Wednesday, August 15, 2012

Numba and LLVMPy

It's been a busy year so far.    All the time spent on starting a new company, starting new open source projects, and keeping up with the open source projects that I have interest in, has meant that I haven't written nearly as many blog-posts as I planned on.   But, this is probably a good thing at least if you follow the wisdom attributed to Solomon --- which has been paraphrased in this quote attributed to Abraham Lincoln.

One of the things that has been on my mind for the past year is promoting array-oriented computing as a fundamental concept more developers need exposure to.    This is one reason that I am so excited that I've been able to find great people to work on Numba (which intends to be an array-oriented compiler for Python code).      I have given a few talks trying to convey what is meant by array-oriented computing, but the essence is captured by the difference between the life.py example in the Python code-base and a NumPy version of the same code.

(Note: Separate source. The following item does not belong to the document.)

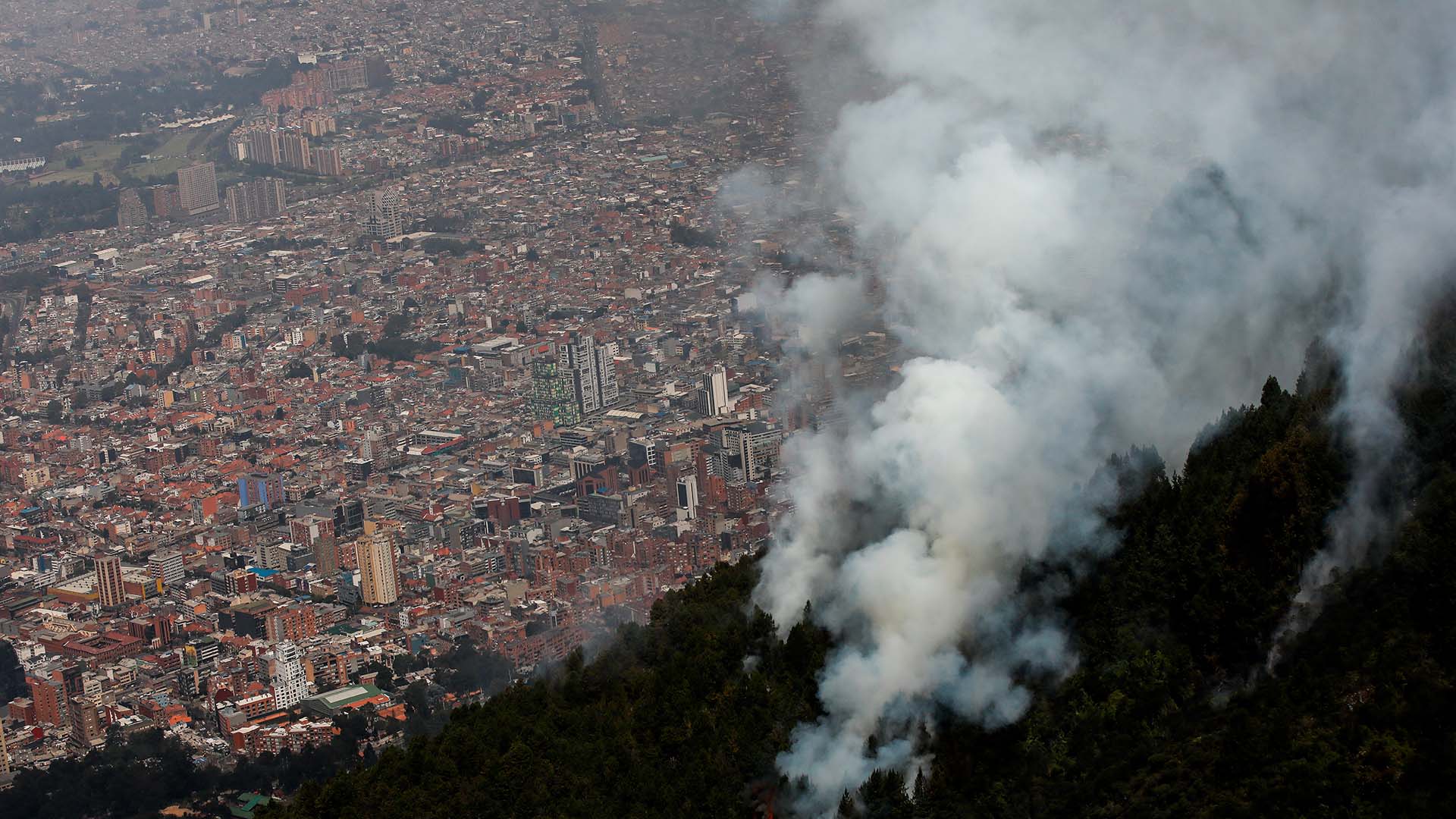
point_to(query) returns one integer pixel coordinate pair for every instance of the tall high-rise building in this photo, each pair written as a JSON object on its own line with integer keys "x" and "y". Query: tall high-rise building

I have seen many, many real world examples of very complicated code that could be simplified and sped up (especially on modern hardware) by just thinking about the problem differently using array-oriented concepts. 

One of the goals for Numba is to make it possible to write more vectorized code easily in Python without relying just on the pre-compiled loops that NumPy provides.    In order to write Numba, though, we first needed to resurrect the llvm-py project which provides easy access to the LLVM C++ libraries from Python.   This project is interesting in its own right and in addition to forming a base tool chain for Numba, allows you to do very interesting things (like instrument C-code compiled with Clang to bitcode), build a compiler, or import bitcode directly into Python (a la bitey).

While the documentation for llvm-py left me frustrated early on, I have to admit that llvm-py re-kindled some of the joy I experienced when being first exposed to Python.    Over the past several weeks we have worked to create the llvmpy project from llvm-py.   We now have a domain http://www.llvmpy.org, a GitHub repository, a website served from GitHub, and sphinx-based documents that can be edited via a pull request.    The documentation still needs a lot of improvement (even to get it to the state that the old llvm-py project was in), and contributions are welcome.  

I'm grateful to Fernando Perez, author of IPython, for explaining the 4-repository approach to managing an open source web-site and documentation via github.   We are using the same pattern that IPython uses for both numba and llvmpy.   It took a bit of work to get set-up but it's a nice approach that should make it easier for the community to maintain the documentation and web-site of both of these projects.    The idea is simple.   Use a project page (repo llvmpy.github.com) to be the web-site but generate this repo from another repo (llvmpy-webpage) which contains the actual sources.   I borrowed the scripts from the IPython project to build the page from the sources, check-out the llvmpy.github.com repo, copy the built pages to the repo, and then push the updates back to github which actually updates the site.    The same process (slightly modified) is used for the documentation except the sources for the docs live in the llvmpy repo under the docs directory and the built pages are pushed to the gh-pages branch of the llvmpy-doc repo.    If you are editing sources you only modify llvmpy/docs and llvmpy-webpage files.   The other repos are generated and pushed via scripts.

We are using the same general scheme to host the numba pages (although there I couldn't get the numba.org domain name and so I am using http://numba.pydata.org).   With llvmpy on a relatively solid footing, attention could be shifted to getting a Numba release out.  Today, we finally released Numba 0.1.   It took longer than expected after the SciPy conference mainly because we were hoping that some of the changes (still currently in a devel branch) to use an AST-based code-generator could be merged into the main-line before the release.  

Jon Riehl did the lion's share of the work to transform Numba from my early prototype to a functioning system in 0.1 with funding from Continuum Analytics, Inc.   Thanks to him, I can proudly say that Numba is ready to be tried and used.    It is still early software --- but it is ready for wider testing.   One of the problems you will have with Numba right now is error reporting.  If you make a mistake in the Python code that you are decorating, the error you get will not be informative -- so test the Python code before decorating it with Numba.    But, if you get things right, Numba can speed up your Python code by 200 times or more.    It's is really pretty fun to be able to write image-processing routines in Python.   PyPy can do this too, of course, but with Numba you have full integration with the CPython stack and you don't have to wait for someone to port the library you also want to use to PyPy.

Numba's road-map is being defined right now by the people involved in the project.  On the horizon is support for NumPy index expressions (slices, etc.), merging of the devel branch which uses the AST and Mark Florisson's minivect compiler, improving support for error checking, emitting calls to the Python C-API for code that cannot be type-specialized, and improving complex-number support.  Your suggestions are welcome.